While they were getting the man to drink orange juice, they asked me to check the man's blood glucose since I knew how to use the glucose meter. His reading was a scary ass 36. That is literally Shelby in a coma territory. Thank god the nurses knew how to be insistent.

In the end, the paramedics were called and they came and monitored the man's blood sugar as he drank more juice and ate a few brownies. After an hour, the man alert and able to take care of himself. When the EMT checked his blood sugar is was 140 so he was fine.

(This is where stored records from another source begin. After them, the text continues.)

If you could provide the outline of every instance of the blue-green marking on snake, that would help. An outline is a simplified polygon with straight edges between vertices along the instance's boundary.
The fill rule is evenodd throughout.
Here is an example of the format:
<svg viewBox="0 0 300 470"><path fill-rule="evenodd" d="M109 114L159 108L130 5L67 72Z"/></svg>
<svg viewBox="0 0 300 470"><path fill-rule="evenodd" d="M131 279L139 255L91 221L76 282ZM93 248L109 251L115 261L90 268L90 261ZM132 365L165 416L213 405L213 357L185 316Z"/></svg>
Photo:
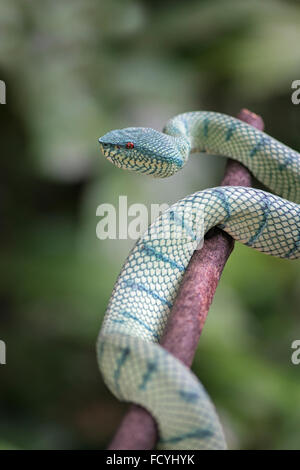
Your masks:
<svg viewBox="0 0 300 470"><path fill-rule="evenodd" d="M97 343L106 384L119 399L152 413L160 448L224 449L222 427L206 391L159 339L189 260L211 227L221 226L264 253L300 257L300 155L214 112L180 114L163 132L114 130L99 143L117 167L158 177L180 170L191 152L231 157L277 194L225 186L187 196L164 212L129 254Z"/></svg>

I have never been so grateful to be diabetic and be able to spot hypoglycemia. It's a blessing to have gone through extensive training on living with diabetes (however problematic) and get the support I did to understand the disease.

Thank goodness for my disease and hte knowledge it gave me.

Tuesday, February 2, 2010

Building up to 9 miles

To the commenter who asked about how whether I was on a program to build up to running nine miles – yes and no. About a month ago, I told my sister’s boyfriend that I would be stepping up and running the Presidio 10 as a 10 mile race as opposed to a 10K. He emailed me a running schedule and training program for the weeks leading up to it and I’ve been doing that program for the last three weeks.

But here’s what led up to that. Before I say anything else, I need to point out I have a long history with exercise. I’ve always ran and was on the track team in high school. In fact, I was an aerobics instructor in college. As an aside, my classes always had waiting lists because both women and men thought I was great to learn from. For the women, they liked not having to compare their bodies to the person teaching them and for the men, they wanted to see a dude aerobics. This is all to say exercise and I have been old friends. I’ve run 5k’s and 10k’s my whole life.

Once I graduated from college, not having a sport to compete in or a class to teach meant that I would go on this binge-purge cycle of exercise. Running a lot for a month but then slacking off for a week which led to slacking off for a month. With the diabetes diagnosis, I had a huge incentive to exercise regularly – eating what I wanted. As I’ve said before, exercise lower your blood glucose level so exercising after eating means that you have a little more leeway about what you eat. Also, when I was losing weight, my nutritionist told me not to be concern about the fat in my diet since it was being burned off during exercise. Exercise = eating bacon. A win win proposition.

Here’s the progression:
A year and a half ago after the diagnosis, I ran four times a week on the treadmill for three miles per session. I was doing a 10 minute/mile pace.

After about three months, I increased my speed to about a 9:30 minute/mile pace and made one of the runs a four mile run at a 10 minute/mile pace.

The following month, I increased one of my slow runs to 5 miles.

When I ran my first 5 mile race in January 2009 and did great, I increased my short runs to 4 miles and increase my pace to 9:15 minute/mile.

Upon committing to do Bay to Breakers (12k or 7.4 miles), I upped my long run to 6 miles for a month and then to 7.5.

After Bay to Breakers, 9 months after the diagnosis, I reduced the number of runs to three per week but with increased intensity – a 9 minute/mile pace.

During the summer, with no race in the near future, I increased my short runs to 5 miles at the same pace and omitted the long run (just made it another 5 miles)

When I made my commitment to run Bay to Breakers AND do Presidio 10 as a 10 miler, I reintroduced the long run of 7 miles but would only do that twice a month.

And that leads us to this point where I am doing a set training program leading up to 10 miles.

Monday, February 1, 2010

Milestone acheived!

Sunday, I ran 9 miles - the furthest I ever ran in my life. It kicked my ass and I learned that I do need to start slow because the last two miles I was running at a 10 minute mile pace. My own impatience got to me and I really just wanted the run to be over. Lesson learned and I look forward to running the full 10 miles. The challenge is to do it slowly.